The commercial, widely available scheduling calendars now list as many as 23 foreign holidays in addition to our own patriotic days, fun days and a growing number of religious observances. Will some of us be jumping through hoops, for example, on Feb. 6 to celebrate New Zealand's Waitangi Day?
Heading the new year on these calendars, after Scotland's New Year Bank Holiday, is the recently established Martin Luther King Jr. Day, this year set for Monday, Jan. 18. This observance was declared a national holiday at great cost to our nation's employers.
Nevertheless, in the spirit of fair play, balance and affirmative action, another "day" might reasonably be proposed to honor another so-called minority--women--who were disenfranchised until 1920.
Our new minority recognition day might be called Susan B. Anthony Day, or Betty Friedan Day, maybe Sue and Bet Day, honoring ladies who clamored about some unreasonable inequities and lifestyle preferences.
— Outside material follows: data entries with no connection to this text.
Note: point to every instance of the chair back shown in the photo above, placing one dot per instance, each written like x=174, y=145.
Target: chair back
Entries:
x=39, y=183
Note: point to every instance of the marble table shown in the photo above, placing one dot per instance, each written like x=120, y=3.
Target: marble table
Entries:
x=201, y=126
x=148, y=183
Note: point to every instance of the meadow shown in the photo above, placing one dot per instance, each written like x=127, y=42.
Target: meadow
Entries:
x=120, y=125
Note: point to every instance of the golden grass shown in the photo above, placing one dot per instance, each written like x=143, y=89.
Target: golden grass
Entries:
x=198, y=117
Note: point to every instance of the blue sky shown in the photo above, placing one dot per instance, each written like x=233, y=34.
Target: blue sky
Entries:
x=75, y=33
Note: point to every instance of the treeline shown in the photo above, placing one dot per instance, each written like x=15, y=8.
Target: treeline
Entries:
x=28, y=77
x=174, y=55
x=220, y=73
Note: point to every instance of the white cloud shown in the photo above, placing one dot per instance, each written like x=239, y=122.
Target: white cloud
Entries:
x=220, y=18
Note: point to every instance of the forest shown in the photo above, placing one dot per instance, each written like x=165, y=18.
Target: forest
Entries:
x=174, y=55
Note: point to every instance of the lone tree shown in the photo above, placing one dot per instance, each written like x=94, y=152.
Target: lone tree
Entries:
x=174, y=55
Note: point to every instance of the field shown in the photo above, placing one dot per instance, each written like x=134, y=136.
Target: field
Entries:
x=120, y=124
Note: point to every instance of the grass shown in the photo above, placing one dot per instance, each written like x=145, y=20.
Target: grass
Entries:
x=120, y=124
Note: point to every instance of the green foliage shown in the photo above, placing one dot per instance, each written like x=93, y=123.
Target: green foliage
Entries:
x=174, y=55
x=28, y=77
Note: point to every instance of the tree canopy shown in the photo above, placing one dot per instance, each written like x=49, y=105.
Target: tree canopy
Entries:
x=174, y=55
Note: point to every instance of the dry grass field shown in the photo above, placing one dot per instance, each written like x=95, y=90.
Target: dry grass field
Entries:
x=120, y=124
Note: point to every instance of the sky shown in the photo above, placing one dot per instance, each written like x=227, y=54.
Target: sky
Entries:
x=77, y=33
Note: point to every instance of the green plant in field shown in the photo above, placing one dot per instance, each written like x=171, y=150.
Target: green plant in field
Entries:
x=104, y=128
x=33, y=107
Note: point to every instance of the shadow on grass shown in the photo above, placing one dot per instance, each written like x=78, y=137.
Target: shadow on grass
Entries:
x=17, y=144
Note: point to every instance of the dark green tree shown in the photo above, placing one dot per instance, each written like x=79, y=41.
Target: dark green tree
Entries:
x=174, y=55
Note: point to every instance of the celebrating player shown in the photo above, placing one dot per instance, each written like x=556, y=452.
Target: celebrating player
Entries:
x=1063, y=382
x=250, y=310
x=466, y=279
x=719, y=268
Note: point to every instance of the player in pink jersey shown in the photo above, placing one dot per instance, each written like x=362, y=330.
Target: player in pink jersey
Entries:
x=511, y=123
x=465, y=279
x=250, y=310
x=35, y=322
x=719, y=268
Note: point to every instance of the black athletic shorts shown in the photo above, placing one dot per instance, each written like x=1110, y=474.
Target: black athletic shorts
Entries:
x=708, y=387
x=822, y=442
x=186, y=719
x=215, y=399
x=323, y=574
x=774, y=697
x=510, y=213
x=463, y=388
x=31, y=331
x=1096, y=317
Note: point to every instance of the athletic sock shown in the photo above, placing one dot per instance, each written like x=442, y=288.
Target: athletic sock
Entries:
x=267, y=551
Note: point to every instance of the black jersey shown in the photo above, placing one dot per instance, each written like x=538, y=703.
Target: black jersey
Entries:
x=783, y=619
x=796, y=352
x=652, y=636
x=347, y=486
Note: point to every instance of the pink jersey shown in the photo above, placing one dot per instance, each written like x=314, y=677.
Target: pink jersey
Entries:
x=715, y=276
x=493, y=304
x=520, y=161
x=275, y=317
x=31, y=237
Better yet, we can have one all-encompassing Minorities Day, a "Minnies Day," where all minorities can at last be formally recognized and duly embraced by all. In this way we can belatedly pay homage to all minority sectors, women, Native Americans, gays, lesbians, Communists, deadbeat dads, various religious groups, adulterers, perjurers, abortionists, spies against America, polygamists, the back-to-nature folks, pornographers, addicts and gurus of all persuasions.
Adding a "Minnies Day" to recognize all minority groups, and removing most of the observances foreign to the great majority of Americans, will give all of us more space on those scheduling calendars for celebrations and activities of our own choice.